Explant type influences callus induction and shoots organogenesis in papaya under in vitro conditions

Emad E. Al-Drisi 1; Majid Ibrahim 1*; Abbas M. Jasim 1

1, College of Agriculture, University of Basrah, Basrah, Iraq


Received: 26/09/2022
Acceptance: 06/11/2022
Available Online: 08/11/2022
Published: 01/01/2023

DYSONA – Applied Science


Manuscript link


This study intends to advance the understanding of papaya micro-propagation in order to minimize the commercial production costs of healthy papaya seedlings. For this purpose, in vitro growth behavior of different types of explants (shoot tips, nodule stem segments, internode segments, young leaves, petioles, and floral buds) from the hybrid papaya cultivar ‘Red Lady’ were studied and monitored after culturing on Murashige and Skoog medium containing 0.5 mg L-1 benzyl adenine and 0.1 mg L-1 Naphthaleneacetic acid. The results showed apparent differences between explant sources regarding the ability to induce, the speed of formation, and the weight of the resulting callus. The explants derived from the shoot tips produced a callus after eight days of culturing, while callus induction from young leaves required 21 days. After four weeks of culture, the highest fresh callus weight was obtained from the shoot tips and the stem nodules, which were 5.17 and 5.24 g, respectively. It is worth mentioning that the obtained callus texture was friable and grainy in all explants. The indirect shoots were induced from the shoot tips and stem nodules callus after four weeks of culturing at rates of 2.5 and 3.03 shoot per explant, respectively. No indirect shoots were obtained from the young leaves and petiole callus. The floral bud cultures resulted in young fruits without callus induction, followed by the regeneration of direct shoots after four weeks of culturing at the rate of 22.1 shoots per explant.
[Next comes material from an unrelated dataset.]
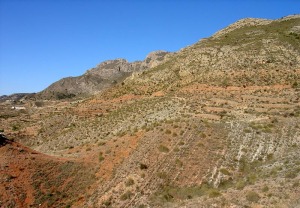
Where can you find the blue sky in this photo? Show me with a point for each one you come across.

Keywords: Carica papaya, In vitro, Explant, Callus induction, Organogenesis


Papaya (Carica papaya L.) is a tropical and subtropical fruit plant belonging to the family Caricaceae, which is native to southern Mexico and South America [1]. The global production of papaya fruit in 2020 reached 13.9 million tons. The major papaya-producing countries are India, the Dominican, Brazil, Mexico, Indonesia, and Nigeria [2]. Many studies have found that papaya seeds, leaves, and fruits can help prevent arthritis, lower cholesterol, slow aging, reduce the risk of cardiovascular diseases, assist weight loss, and aid digestion [3][4].

Papaya plants reproduce mainly by seeds. This traditional method leads to genetic variation and the production of seedlings that are not true-to-type and susceptible to viral infections. Several hybrid papaya cultivars were produced to obtain F1 plants with desirable fruit size, quality, and pest resistance [5]. Nevertheless, the F2 plants show genetic differences that lead to a loss of productivity and quality standards. Therefore, vegetative propagation of papaya using the tissue culture technique is necessary to preserve genetic assets and hybrid cultivars [6].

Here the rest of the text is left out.